しかも、当時はバブル崩壊のせいで、金融機関まで倒産の憂き目に遭い、どこかと合併しなければやっていけないという状況に追い込まれた。そこで救済を求めていろいろな製薬会社が大曾根の会社と合併を要請してくる。顧問によってしっかりと吟味され、大手三社ほどが吸収合併されることになった。もちろん、大手三社の中には、それ以前にそれらの会社に吸収された数多くの中小製薬会社が存在したのも事実で、その中には闇の力を持っている会社もあった。
「会社の規模さえもう少し大きかったら、持ち直すことができたのに」
と言われるような会社である。
そんな企業の細かい情報もしっかり仕入れたうえで、合併会社を吟味した顧問は、実に経営の才能が天才的だったと言えるだろう。
そんな先代の大曾根社長は、会社を大きくしながら、他の事業にも少しずつ手を広げていった。特に、ネットの世界ではその手腕をいかんなく発揮し、乱立する情報をどのように分析するかということに力を入れた。そのおかげで、製薬会社の方も、
「未曽有の巨大企業」
とも言われていたほどになった。
病院とのネットによる情報交換にも力を入れ、市場のほとんどを掌握していたのだった。
そんな会社なので、少々のことで潰れることもなく、優秀な人材もどんどん入ってくる。先代社長としても、ある程度大曾根王国を盤石な形にするまでには至った状態で、二代目である恭三にその職を継がせることができた。

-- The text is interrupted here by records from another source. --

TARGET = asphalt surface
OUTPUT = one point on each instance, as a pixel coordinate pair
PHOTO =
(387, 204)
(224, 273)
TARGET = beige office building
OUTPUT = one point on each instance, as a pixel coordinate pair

初代社長は会長になり、次期社長には当然のように恭三が就任した。
その時の恭三は年齢として四十二歳だった。まだまだ若いとも言われたが、すでに会社では十年の仕事歴があり、一介の現場社員から、重役へと出世していっての社長就任、そこまでの彼の業績もまずまずのものがあり、ただの世襲による社長交代というだけではなかった。

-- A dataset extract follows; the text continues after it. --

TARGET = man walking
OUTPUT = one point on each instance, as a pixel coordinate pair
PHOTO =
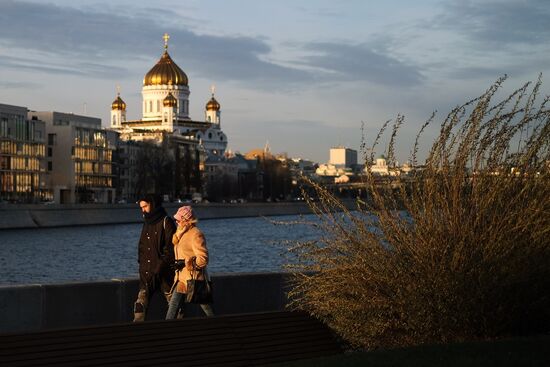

大曾根製薬は、国内ではすでに群を抜くほどの大企業となっており、合併した会社も、今まで弱かった元々の大曾根製薬の部分を補って余りあるほどのシェアを持っていた。恭三の社長就任は、順風満帆だったのだ、
二代目大曾根社長が誕生したのが、今から三年前だった。さすがに最初の一年はなかなか社員とのコミュニケーションがうまくいkず、苦労もあった。確かにずっと会社に所属していた人ではあるが、その彼とすれば、今までは、
「社長の影に隠れたナンバーツー」
という存在だったものが、今度は、
「自分こそが会社の代表だ」
となるわけだ。
どのように社員と接していいのか、彼とすれば遠慮があり、当然難しい部分も多かった。
上司がそうなのだから、部下がなかなか従えないのも無理のないことである。お互いの遠慮がぎこちなさを生んで、最初の一年は、少し業績が横ばいだった。

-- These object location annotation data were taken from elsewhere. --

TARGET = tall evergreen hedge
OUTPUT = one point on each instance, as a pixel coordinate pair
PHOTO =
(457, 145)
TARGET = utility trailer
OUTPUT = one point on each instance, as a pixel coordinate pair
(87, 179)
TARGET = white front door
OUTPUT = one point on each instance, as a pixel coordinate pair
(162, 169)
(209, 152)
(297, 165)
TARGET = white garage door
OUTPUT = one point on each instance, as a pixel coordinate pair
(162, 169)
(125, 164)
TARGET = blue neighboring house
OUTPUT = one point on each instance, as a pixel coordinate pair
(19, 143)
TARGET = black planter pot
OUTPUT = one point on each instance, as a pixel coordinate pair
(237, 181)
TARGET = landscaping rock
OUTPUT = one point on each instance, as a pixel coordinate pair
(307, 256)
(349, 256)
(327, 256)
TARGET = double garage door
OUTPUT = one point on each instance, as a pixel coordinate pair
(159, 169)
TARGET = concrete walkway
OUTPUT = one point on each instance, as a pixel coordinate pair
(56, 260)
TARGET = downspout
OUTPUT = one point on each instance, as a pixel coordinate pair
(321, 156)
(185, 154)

しかし、それくらいで崩れるようなやわな会社ではない。二年目以降は、何かに吹っ切れたように経営手腕を発揮し始めた彼は、初代社長とは違った力を発揮し、その影響は会社内以外にも波及していった。
彼が最初に目を付けたのが、広告業界への接触だった。
以前は、テレビCMなどによる宣伝広告は大きなもので、民放褒章局や新聞社、雑誌社のようなマスコミ関係は、宣伝広告費が命だったのだが、そのうちに、
「有料放送」
なる方式の放送が多くなり、視聴者が月いくらという契約で、好きなチャンネルを選択できるという方法が増えてきた。
「野球が最後まで見られない」
「野球のせいでドラマが後ろにずれ込む」
などという問題が昔からあった。
それは、それぞれに専門チャンネルがなかったからで、かつての放送能力に限界があったのでしょうがないことであったが、そうなると、民放というのは、お金を出してもらっているスポンサーの言いなりである。そこに付け込んだのが、専門チャンネルの誕生であるが、野球でも試合終了まで行うという宣伝で、しかも、チャンネルが増えてくると、自分の贔屓チームを、年間すべての試合、試合開始前の練習から、試合終了後のセレモニーまですべてを見せるという宣伝もできるようになる。何しろそのチームのファンのためのチャンネルなのだがら、どんなに贔屓した内容を放送しようとも、やりすぎには当たらない。それがファンにとってもありがたいもので、契約する人も、
「月間千円未満で見れるのであれば、安いものだ」
と言えるであろう。
しかも、スポーツとドラマ、音楽番組などをセットで月間恵沢などというセット価格もあり、いわゆる専用チャンネルの時代となってきたのだった。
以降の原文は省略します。